In the winter of 1975 I hitchhiked west from Miami Beach along Alligator Alley. Rides weren't easy for the first thirty miles. Finally a fruit farmer from Naples gave me a ride through the southern tip of the Everglades. Little, but swamp lined the four-lane highway. No snow birds from the Northeast or Canada wanted to live in these mosquito-ridden boondocks. The only signs of civilization were the time-battered gas stations and Indian trading posts promoting alligator wrestling and cold beer. The farmer left me at Everglade City. A sign advertised the Gun and Rod Club. The farmer had mentioned it was worth a visit. I stuck out my thumb. A hot rod took me there.
"Everglade City looks a little beat up."
There was a wide space between houses and buildings.
"We keep gettin' hit by hurricanes. They blow everything' into the Gulf and the Gulf don't give back what it takes." The driver introduced himself as 'Indee'.
"Lands seems high here."
To of town mounds rose from the brackish water.
"All old oyster bars. Indians must of ate billions of them. They wuz here before us and my family been here since right after the Seminole War. Number 2 that is." The twenty-two year old driver was the epitome of a backwoods greaser; slick hair, greasy jeans, rawhide muscles under the stained Allman Bros. teeshirt, but he had all his teeth and they gleamed like sun-bleached bones. Mine were more yellow.
"Must almost seem like home."
"Don't know nowhere else. Just this road and that." He pointed to the Everglades. "Fishin', hunting', drinkin', whatever."
Whatever encompassed a lot of territory in the Ten Thousands Islands.
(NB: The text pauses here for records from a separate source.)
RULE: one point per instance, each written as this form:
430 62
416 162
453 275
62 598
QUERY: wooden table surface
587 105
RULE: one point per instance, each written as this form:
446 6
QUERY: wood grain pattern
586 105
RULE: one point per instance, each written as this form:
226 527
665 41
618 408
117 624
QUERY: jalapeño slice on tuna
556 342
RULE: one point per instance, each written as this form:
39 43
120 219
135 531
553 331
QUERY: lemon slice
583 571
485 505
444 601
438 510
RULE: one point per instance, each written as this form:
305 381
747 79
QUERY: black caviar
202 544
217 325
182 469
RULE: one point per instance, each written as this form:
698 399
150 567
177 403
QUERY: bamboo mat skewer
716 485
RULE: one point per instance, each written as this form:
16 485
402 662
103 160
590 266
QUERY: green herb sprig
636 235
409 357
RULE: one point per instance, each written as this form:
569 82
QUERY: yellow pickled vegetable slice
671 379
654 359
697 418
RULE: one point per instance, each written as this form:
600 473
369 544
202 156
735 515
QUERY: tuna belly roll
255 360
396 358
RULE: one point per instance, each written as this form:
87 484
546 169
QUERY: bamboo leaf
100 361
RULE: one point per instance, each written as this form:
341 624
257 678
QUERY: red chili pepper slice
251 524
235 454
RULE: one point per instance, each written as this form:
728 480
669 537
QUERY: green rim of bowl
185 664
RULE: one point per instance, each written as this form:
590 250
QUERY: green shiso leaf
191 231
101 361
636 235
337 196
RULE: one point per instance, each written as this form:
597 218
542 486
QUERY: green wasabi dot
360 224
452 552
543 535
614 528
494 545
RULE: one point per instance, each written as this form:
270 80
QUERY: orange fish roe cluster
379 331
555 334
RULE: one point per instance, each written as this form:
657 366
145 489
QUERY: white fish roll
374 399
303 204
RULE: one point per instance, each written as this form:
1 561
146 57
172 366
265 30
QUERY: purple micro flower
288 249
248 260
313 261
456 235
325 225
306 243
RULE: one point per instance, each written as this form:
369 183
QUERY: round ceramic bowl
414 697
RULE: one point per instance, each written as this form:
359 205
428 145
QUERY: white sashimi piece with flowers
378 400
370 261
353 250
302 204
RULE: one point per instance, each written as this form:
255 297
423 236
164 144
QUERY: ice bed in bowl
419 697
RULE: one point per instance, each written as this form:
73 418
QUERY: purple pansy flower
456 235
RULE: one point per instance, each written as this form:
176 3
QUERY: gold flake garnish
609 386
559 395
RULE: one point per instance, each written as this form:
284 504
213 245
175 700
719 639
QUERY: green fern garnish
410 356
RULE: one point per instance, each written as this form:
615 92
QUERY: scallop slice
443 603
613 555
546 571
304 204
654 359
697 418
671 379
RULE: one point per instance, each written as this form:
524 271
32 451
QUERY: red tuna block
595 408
The inhabited swamps were ideal for smuggling.
Planes and boats loaded with cocaine and reefer protected by crackers used to talking to themselves.
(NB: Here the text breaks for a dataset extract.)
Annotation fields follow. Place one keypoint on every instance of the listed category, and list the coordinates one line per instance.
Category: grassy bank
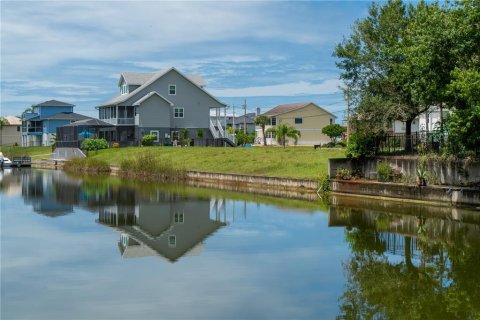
(33, 152)
(298, 162)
"I was thinking of a canoe trip."
"Good, I got one. We'll go into the 'glades."
"I don't have much money." I was heading for San Diego.
"$10/half day. You'll never see anything' like it and you're lucky it's cold, otherwise the skitters would suck your body dry."
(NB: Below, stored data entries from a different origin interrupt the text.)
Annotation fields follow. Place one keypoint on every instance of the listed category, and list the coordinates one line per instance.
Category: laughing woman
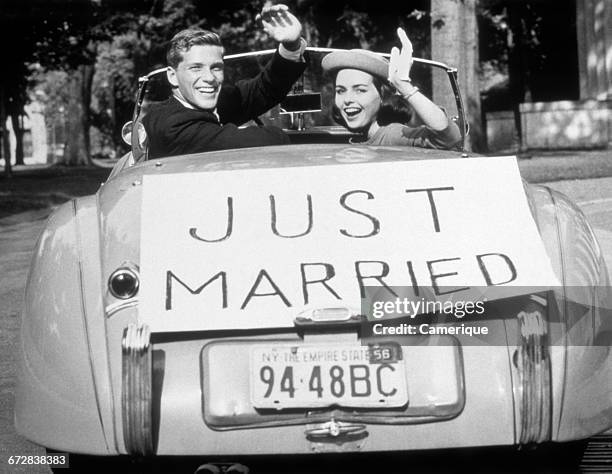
(376, 97)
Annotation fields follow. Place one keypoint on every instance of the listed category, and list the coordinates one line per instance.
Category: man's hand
(281, 25)
(401, 63)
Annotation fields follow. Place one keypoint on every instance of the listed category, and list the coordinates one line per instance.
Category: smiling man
(203, 113)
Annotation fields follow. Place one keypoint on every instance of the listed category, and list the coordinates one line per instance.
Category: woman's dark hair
(393, 107)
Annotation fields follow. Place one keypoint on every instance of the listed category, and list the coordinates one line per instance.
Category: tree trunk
(454, 41)
(5, 150)
(18, 131)
(518, 64)
(77, 149)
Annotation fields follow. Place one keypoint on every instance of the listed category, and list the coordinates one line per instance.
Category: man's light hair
(185, 39)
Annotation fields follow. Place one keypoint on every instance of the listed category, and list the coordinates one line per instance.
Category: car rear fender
(580, 349)
(59, 402)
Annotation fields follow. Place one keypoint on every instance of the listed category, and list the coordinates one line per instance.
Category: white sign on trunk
(254, 248)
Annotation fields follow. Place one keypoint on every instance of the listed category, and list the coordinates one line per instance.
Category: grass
(33, 188)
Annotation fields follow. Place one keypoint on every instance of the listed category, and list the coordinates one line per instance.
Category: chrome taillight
(123, 283)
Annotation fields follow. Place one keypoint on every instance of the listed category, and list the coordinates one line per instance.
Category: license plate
(324, 375)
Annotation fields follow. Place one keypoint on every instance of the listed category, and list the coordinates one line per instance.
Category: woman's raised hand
(401, 63)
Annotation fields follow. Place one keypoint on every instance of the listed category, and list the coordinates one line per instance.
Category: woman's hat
(361, 59)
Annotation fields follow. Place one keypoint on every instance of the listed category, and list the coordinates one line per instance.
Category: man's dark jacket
(173, 129)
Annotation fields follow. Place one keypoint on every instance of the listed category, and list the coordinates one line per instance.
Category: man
(203, 114)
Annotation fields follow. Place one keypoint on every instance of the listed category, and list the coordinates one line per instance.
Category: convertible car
(258, 301)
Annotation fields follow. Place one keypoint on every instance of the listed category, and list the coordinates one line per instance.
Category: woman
(377, 98)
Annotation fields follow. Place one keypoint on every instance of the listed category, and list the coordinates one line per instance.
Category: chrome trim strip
(534, 376)
(137, 392)
(117, 306)
(85, 318)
"Okay." I had read Marjorie Kinnan Rawlings' THE YEARLING
Two feet off the highway was the setting of her novel about a young boy tragically adopting a deer in Florida.
"I'll see you at 6. Sunrise and the swamps."
The hot rod burned rubber on the dirt and I entered the slightly-musty hunting lodge. It was golden cedar from floor to ceiling. I thought it was out of my price range, but was pleased to hear it was $20. I had to sleep someplace and the motels in Everglade City were still recovering from the last hurricane.
After a lovely fish dinner and some cheap wine I stood on the veranda and stare out of the darkness of the swamp.
No one lived there.
I went to sleep dreaming about my canoe ride and woke at 5:50am, but Indee was a no-show.
I walked to the observatory at the road's end. A deep green covered the world of very little dry land. White herons flew with the dawn. A flock of flamingos ferreted through the low tide mud. Bacon drifted on the light air. Breakfast was ready at the Lodge and bacon and eggs was as good as way to start a morning as canoeing in the Everglades.
I turned around and walked across the trim lawn.
Today wasn't a day for the Call or the Wild.